The major US players claim to respect robots.txt[2][3][4], as does CommonCrawl[5] which is what the smaller players are likely to use.
You can verify that CommonCrawl respects robots.txt by downloading it yourself and checking.
If OpenAI/etc. are lying, it should be possible for essentially anyone hosting a website to prove it by showing access from one of the IPs they use for scraping[6]. (I say IPs rather than useragent string because anyone can set their useragent string to anything they want, and it's common for malicious/poorly-behaved actors to pretend to be a browser or more common bot).
[2]: https://platform.openai.com/docs/bots
[3]: https://support.anthropic.com/en/articles/8896518-does-anthr...
[4]: https://blog.google/technology/ai/an-update-on-web-publisher...
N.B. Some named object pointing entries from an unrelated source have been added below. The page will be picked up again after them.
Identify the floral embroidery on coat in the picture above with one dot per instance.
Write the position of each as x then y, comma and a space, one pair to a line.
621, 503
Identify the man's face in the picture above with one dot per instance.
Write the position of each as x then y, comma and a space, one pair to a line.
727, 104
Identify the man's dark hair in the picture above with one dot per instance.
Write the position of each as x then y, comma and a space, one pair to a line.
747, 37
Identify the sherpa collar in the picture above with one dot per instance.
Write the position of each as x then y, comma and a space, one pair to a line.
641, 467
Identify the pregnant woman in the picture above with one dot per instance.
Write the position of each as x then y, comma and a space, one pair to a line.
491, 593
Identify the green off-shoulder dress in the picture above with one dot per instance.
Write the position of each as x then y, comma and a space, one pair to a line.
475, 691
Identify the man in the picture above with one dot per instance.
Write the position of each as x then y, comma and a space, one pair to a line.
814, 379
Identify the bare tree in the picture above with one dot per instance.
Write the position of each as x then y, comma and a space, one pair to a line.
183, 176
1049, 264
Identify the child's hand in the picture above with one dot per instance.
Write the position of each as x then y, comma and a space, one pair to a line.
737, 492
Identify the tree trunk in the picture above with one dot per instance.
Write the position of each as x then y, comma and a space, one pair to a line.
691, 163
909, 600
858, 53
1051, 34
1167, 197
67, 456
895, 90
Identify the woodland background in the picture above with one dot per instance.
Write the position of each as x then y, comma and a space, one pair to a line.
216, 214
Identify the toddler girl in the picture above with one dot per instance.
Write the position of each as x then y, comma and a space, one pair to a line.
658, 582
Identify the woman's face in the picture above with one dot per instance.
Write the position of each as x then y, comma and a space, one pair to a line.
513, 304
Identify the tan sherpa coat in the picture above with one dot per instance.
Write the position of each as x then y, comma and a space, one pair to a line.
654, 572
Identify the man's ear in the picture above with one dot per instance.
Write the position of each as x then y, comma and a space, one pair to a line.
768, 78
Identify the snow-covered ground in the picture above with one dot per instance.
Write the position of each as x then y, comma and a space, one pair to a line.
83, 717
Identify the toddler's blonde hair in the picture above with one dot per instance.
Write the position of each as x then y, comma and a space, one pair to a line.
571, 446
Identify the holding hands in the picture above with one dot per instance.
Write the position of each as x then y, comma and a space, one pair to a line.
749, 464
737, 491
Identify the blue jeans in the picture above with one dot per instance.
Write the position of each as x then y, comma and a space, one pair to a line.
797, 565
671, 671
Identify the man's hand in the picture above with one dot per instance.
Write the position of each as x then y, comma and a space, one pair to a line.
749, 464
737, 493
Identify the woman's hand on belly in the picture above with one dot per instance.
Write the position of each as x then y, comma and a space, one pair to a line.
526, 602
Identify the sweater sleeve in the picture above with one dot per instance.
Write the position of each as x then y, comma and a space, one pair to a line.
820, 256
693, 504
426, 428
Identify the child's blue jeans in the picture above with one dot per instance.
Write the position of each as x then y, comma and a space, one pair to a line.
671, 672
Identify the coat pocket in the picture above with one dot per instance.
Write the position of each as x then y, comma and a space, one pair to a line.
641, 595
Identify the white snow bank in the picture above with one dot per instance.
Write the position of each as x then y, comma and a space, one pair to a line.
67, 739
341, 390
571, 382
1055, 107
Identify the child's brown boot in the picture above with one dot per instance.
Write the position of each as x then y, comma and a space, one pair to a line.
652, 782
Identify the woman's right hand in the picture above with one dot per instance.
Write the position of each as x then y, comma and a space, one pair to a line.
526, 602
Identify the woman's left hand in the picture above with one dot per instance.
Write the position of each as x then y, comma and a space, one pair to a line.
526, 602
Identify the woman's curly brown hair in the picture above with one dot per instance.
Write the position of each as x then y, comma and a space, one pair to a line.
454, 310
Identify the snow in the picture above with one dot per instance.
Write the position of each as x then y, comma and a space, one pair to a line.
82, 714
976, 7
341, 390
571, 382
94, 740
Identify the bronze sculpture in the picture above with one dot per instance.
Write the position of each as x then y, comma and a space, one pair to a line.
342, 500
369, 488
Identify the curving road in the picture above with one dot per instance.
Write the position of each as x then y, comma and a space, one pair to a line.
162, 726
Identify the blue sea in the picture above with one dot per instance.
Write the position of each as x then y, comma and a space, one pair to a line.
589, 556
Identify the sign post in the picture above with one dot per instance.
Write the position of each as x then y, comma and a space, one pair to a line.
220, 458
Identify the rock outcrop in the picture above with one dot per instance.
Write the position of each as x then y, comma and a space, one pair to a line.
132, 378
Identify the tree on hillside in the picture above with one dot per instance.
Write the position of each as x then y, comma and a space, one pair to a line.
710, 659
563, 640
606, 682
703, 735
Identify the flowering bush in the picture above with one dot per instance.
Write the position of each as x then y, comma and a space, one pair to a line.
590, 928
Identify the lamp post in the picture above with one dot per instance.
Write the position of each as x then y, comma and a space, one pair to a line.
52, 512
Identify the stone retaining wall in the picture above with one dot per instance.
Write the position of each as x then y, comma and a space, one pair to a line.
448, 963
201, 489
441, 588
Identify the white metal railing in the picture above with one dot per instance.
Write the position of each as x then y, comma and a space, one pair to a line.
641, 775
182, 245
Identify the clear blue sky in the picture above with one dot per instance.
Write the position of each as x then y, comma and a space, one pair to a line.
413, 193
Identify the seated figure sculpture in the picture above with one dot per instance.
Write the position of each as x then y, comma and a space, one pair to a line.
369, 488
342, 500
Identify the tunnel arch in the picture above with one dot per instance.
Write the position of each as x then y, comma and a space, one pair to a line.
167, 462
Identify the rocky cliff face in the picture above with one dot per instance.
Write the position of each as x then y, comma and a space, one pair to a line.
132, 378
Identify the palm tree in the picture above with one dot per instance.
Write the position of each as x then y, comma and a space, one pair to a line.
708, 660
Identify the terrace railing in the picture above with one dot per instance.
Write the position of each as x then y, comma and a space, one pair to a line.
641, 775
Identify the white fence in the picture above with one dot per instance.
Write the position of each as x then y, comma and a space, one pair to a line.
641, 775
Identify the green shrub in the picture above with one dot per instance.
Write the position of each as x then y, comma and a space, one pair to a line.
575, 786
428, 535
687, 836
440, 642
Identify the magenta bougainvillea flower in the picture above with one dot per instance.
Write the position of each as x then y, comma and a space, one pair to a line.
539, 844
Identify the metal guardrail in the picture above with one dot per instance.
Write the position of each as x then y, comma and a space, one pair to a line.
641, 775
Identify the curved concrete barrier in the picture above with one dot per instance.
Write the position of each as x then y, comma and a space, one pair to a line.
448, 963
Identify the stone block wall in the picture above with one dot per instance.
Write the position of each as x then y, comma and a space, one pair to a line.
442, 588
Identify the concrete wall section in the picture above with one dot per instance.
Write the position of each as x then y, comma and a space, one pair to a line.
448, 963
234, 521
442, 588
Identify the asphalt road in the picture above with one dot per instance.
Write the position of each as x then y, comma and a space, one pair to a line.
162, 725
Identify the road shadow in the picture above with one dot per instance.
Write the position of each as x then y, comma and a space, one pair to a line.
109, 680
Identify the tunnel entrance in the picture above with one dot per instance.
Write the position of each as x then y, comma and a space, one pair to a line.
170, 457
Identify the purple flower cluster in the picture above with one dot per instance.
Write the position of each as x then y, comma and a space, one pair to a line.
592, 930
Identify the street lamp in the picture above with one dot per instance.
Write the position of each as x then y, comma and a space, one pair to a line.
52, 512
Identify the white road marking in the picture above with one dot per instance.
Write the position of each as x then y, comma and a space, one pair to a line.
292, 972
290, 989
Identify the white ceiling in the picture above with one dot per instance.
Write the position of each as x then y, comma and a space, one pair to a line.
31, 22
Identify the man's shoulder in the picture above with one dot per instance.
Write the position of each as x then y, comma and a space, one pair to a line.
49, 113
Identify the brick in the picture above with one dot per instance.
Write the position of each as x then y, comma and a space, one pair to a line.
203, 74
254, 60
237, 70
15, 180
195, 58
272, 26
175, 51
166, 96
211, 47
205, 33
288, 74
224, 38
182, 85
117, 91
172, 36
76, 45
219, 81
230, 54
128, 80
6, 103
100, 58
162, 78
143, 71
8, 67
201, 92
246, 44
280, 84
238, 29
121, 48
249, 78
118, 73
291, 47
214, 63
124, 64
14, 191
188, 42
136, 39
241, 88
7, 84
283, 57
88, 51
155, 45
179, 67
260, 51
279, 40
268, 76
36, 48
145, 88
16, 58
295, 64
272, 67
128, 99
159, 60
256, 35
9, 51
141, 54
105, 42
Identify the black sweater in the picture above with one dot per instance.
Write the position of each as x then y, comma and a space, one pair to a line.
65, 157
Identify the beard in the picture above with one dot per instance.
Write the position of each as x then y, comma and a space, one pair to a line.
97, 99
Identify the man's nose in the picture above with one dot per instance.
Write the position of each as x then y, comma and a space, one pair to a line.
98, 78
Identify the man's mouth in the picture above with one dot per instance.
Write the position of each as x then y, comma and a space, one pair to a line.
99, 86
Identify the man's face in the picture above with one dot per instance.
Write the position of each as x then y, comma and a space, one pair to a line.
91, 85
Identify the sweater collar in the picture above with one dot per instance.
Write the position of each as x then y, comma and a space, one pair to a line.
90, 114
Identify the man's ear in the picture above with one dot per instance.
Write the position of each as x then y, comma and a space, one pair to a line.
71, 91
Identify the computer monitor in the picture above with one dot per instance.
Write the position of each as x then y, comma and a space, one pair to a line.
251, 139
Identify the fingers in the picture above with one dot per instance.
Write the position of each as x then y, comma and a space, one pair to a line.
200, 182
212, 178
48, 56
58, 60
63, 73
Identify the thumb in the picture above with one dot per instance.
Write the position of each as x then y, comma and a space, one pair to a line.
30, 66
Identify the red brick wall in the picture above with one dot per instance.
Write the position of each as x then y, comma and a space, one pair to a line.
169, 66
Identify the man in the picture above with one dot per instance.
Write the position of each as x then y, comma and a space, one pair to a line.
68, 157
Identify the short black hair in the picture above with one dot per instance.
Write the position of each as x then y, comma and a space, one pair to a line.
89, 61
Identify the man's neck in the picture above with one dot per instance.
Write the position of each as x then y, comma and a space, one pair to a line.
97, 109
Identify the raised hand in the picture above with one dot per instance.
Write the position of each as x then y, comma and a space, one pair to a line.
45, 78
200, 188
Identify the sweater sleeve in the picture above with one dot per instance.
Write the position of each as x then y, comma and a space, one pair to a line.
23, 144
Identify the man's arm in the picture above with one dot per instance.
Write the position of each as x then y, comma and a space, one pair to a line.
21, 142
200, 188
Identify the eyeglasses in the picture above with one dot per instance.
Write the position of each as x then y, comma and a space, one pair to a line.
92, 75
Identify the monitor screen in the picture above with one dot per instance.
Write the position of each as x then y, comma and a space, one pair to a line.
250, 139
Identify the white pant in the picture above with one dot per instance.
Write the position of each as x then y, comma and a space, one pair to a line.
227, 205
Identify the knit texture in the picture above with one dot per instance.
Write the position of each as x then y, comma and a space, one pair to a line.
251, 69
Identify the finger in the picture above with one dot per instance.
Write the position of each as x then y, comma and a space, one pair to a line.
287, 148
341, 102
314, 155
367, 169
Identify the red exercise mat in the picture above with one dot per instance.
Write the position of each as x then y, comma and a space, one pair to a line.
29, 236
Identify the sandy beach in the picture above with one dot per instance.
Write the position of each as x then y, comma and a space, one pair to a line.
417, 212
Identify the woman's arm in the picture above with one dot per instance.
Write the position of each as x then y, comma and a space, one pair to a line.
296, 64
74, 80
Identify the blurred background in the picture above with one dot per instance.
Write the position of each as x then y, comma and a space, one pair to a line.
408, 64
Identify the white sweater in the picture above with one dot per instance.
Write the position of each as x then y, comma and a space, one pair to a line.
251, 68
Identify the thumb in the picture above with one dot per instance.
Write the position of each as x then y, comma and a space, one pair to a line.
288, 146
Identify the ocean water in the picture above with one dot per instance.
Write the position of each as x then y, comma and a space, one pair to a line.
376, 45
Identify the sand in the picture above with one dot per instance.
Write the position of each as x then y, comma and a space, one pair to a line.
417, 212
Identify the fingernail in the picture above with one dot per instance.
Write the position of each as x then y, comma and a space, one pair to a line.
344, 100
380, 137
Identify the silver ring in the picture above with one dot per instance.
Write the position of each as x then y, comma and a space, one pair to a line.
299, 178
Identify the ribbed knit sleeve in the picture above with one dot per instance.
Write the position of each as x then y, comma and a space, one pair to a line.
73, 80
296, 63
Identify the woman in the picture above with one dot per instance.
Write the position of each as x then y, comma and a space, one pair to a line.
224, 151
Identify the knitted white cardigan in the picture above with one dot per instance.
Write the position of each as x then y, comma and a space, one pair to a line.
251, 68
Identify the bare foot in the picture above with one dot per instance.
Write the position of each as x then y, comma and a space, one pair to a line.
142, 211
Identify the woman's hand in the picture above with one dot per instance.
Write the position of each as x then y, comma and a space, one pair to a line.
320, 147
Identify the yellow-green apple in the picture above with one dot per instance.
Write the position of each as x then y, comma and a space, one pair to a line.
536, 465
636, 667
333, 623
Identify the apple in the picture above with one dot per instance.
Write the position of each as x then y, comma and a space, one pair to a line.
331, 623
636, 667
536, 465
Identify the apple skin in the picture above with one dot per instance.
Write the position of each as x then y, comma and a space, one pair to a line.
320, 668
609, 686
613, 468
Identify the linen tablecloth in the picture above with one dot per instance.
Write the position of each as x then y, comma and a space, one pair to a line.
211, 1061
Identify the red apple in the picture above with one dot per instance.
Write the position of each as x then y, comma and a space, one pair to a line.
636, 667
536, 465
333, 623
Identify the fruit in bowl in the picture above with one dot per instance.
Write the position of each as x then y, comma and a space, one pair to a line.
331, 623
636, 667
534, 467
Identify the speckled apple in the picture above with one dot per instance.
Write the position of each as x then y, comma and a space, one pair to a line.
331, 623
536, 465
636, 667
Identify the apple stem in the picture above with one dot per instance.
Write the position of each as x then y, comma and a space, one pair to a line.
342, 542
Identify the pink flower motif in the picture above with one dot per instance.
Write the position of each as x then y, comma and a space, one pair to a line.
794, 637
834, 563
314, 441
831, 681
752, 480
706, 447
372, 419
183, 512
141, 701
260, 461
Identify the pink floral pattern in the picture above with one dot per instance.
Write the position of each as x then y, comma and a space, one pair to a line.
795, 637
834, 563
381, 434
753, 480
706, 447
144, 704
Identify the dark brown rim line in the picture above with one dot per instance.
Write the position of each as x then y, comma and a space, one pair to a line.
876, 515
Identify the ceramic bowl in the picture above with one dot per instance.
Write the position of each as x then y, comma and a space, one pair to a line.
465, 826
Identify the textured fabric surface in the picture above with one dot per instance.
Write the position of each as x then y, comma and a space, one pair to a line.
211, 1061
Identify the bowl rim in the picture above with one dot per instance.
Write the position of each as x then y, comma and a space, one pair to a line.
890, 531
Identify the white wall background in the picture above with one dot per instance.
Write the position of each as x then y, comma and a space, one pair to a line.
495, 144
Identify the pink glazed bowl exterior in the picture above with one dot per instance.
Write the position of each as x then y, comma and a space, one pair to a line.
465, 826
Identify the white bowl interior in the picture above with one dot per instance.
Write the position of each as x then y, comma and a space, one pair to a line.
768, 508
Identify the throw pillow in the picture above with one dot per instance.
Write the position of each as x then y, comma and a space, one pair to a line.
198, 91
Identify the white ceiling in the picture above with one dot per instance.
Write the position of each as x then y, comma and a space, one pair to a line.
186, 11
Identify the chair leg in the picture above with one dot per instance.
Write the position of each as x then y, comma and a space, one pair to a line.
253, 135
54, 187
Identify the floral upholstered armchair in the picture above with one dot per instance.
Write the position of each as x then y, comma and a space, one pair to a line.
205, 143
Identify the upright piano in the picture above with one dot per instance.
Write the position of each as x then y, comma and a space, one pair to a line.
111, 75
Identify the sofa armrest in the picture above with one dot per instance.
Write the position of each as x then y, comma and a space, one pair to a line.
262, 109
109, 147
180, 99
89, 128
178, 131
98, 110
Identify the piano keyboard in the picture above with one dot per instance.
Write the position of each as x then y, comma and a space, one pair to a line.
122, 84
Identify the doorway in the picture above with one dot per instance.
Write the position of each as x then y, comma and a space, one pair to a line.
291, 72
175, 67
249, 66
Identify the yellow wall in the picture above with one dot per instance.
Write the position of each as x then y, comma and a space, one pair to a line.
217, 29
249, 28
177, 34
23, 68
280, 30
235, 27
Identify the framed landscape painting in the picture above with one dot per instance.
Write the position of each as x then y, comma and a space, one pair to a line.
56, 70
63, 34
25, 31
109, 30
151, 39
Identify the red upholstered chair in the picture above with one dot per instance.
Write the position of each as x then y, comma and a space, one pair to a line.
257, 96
[5]: https://commoncrawl.org/faq
[6]: https://openai.com/gptbot.json
> Was all that velocity worth it? Who benefitted from this outside of a few billipnaires? We can't even say we beat China on this.
There's been a large range of beneficial uses for machine learning: language translation, video transcription, material/product defect detection, weather forecasting/early warning systems, OCR, spam filtering, protein folding, tumor segmentation, drug discovery and interaction prediction, etc.
I think this mainly comes back to my point that large-scale pretraining is not just for LLM chatbots. If you want to see the full impact, you can't just have tunnel-vision on the most currently-hyped product of the largest companies.
> Humans inherit their data and slowly structure around that. Maybe if AI models collaborated together as humanity did, I would sympathize more with this argument.
Machine learning in general (not "OpenAI") is a fairly open and collaborative field. Source code for training/testing is commonly available to use and improve; papers documenting algorithms, benchmarks, and experiments are freely available; arXiv (Cornell University's open-access preprint repository) is the place for AI papers, opposed to paywalled journals; and it's very common to fine-tune someone's existing pretrained model to perform a new task (transfer learning) opposed to training from scratch.
I'd attribute a lot of the field's success to building off each others' work in this way. In other industries, new concepts like transformers or low-rank-adaptation might still be languishing under a patent instead of having been integrated and improved on by countless other groups.
> AI can evolve organically but it instead devolved into a thieve's den.
Unclear what you mean by organically - evolution still needs data.